Acara tersebut turut dihadiri oleh Kepala Dinas PU SDA dan Penataan Ruang Provinsi Jateng, Kepala Dinas PU Bina Marga dan Cipta Karya Provinsi Jateng, Kepala Dinas PU Perumahan dan Permukiman Provinsi Jateng, Direktur Politeknik PU, Kepala BBWS Pemali-Juana, Kepala BPPJN Jateng-DIY, Kepala BP2JK Provinsi Jateng, Kepala BP2W Jateng, Kepla BP2P Jawa III, serta Kepala Balai Teknik Sungai.

Dalam kesempatan ini, BBWSBS menandatangani lima paket pekerjaan, dimana satu paket telah ditandatangani pada Desember 2020, serta satu paket yang ditandatangani di Jakarta yakni Pembangunan Bendungan Pidekso (Lanjutan), dan tiga paket lainnya ditandatangani dalam acara terkait.

Presiden Joko Widodo dalam pidatonya menyampaikan bahwa Pada APBN tahun 2021, Kementerian PUPR mendapatkan porsi anggaran yang besar. “Dengan porsi anggaran yang nilainya mencapai Rp149,8 triliun, saya mengingatkan kepada seluruh jajaran di Kementerian PUPR agar anggaran yang besar ini harus memiliki dampak signifikan, memberikan daya ungkit bagi ekonomi kita, dan membuat sektor konstruksi Nasional bergeliat kembali,” pesannya.

Menteri PUPR, M. Basuki Hadimuljono, turut menyampaikan acara penandatanganan kontrak, dilaksanakan secara serentak oleh Pejabat Pembuat Komitmen (PPK) dan Penyedia Jasa dari kantor-kantor PUPR di 34 provinsi di Tanah Air. “Untuk mengoptimalkan pengawasan dan pengendalian pelaksanaan realisasi belanja, dilakukan dengan memanfaatkan teknologi informasi melalui e-Monitoring, serta optimalisasi penggunaan produk dalam negeri serta UMKM,” terangnya.

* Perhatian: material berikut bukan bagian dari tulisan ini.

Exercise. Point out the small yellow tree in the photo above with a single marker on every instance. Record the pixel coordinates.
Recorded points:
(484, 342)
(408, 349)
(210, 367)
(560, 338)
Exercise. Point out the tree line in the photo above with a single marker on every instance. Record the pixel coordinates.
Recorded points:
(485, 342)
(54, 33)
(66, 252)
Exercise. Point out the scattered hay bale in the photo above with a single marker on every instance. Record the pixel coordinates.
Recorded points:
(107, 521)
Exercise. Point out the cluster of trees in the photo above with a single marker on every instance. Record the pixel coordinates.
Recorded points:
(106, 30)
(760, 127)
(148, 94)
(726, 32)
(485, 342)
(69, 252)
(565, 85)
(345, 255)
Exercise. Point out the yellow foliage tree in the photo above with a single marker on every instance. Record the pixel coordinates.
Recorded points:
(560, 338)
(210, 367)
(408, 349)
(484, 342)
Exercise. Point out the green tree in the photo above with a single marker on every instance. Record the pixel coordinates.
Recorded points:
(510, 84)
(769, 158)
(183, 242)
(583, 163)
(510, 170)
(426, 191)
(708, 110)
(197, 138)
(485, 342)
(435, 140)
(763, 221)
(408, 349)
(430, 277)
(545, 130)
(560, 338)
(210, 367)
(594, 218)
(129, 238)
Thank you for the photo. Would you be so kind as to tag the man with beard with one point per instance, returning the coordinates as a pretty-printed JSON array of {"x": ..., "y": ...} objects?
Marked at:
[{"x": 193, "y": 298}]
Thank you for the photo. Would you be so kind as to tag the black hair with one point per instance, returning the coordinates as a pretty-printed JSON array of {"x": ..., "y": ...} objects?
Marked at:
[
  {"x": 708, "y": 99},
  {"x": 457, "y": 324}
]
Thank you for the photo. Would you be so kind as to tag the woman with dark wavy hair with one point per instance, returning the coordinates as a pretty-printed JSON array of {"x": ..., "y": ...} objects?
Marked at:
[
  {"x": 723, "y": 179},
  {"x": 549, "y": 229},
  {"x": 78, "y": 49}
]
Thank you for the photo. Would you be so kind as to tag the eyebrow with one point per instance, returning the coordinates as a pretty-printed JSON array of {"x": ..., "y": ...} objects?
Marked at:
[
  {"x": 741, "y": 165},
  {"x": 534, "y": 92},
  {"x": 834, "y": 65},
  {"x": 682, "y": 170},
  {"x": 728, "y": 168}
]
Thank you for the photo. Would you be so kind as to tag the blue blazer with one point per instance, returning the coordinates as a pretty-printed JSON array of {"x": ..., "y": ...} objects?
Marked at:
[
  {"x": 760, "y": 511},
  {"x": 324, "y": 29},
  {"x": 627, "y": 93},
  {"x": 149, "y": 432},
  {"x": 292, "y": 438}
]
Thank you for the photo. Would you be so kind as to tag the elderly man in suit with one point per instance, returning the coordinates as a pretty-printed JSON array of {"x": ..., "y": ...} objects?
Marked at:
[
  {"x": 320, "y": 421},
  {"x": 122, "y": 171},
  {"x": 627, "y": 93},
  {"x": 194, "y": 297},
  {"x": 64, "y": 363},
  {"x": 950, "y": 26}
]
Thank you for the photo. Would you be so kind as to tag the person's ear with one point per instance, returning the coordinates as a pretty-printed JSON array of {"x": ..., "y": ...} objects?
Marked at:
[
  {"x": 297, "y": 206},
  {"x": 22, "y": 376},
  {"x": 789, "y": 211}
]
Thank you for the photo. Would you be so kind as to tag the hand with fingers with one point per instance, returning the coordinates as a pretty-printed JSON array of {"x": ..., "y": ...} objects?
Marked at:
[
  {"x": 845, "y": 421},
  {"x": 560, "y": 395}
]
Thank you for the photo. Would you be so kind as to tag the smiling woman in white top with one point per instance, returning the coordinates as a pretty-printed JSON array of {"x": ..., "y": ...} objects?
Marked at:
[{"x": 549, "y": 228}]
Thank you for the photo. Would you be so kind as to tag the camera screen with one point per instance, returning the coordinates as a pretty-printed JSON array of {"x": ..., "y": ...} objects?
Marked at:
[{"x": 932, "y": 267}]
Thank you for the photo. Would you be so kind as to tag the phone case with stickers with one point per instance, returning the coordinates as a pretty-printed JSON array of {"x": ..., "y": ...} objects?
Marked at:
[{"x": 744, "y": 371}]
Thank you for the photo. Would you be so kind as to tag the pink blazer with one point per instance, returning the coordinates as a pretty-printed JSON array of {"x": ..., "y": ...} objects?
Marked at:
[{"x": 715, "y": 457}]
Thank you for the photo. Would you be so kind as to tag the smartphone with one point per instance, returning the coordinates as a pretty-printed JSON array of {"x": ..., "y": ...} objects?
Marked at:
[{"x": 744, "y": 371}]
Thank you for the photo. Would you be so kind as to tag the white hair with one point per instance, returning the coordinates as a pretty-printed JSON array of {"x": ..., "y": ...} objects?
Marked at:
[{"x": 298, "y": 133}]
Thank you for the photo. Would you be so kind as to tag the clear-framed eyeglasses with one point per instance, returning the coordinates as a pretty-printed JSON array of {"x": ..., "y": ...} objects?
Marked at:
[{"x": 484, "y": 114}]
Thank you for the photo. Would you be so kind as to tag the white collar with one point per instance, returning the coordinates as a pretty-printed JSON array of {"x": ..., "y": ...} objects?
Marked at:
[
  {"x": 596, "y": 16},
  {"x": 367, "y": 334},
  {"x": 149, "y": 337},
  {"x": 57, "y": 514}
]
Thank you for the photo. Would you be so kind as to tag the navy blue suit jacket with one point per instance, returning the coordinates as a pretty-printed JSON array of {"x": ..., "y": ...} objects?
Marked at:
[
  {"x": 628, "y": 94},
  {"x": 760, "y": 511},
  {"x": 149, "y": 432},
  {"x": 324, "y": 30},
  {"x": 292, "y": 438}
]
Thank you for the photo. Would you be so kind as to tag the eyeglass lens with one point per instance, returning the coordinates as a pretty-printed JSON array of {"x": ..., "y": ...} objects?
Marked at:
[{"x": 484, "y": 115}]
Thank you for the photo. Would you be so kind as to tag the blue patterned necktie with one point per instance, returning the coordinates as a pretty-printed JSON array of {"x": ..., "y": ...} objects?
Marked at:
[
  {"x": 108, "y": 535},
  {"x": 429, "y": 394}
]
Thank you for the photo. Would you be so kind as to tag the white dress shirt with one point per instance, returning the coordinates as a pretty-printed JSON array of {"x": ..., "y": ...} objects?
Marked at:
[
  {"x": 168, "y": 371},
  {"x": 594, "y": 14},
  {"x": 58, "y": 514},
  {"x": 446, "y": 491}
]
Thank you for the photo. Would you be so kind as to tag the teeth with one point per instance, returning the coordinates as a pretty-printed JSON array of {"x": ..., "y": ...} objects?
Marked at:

Kepala BBWSBS, Dr. Ir. Agus Rudyanto, M.Tech., dalam sambutannya yang disampaikan secara internal, juga mengucapkan terimakasih karena BBWSBS telah ditunjuk dan dipercaya sebagai tempat penyelenggaraan acara yang sangat penting tersebut. “Kedepannya kami berharap agar paket-paket pekerjaan yang saat ini masih dalam proses lelang dapat segera selesai dan ditandatangani pula, sehingga pelaksanaan pekejaan pada tahun 2021 ini dapat diselesaikan tepat waktu,” tutupnya. (BBWSBS/Ferri)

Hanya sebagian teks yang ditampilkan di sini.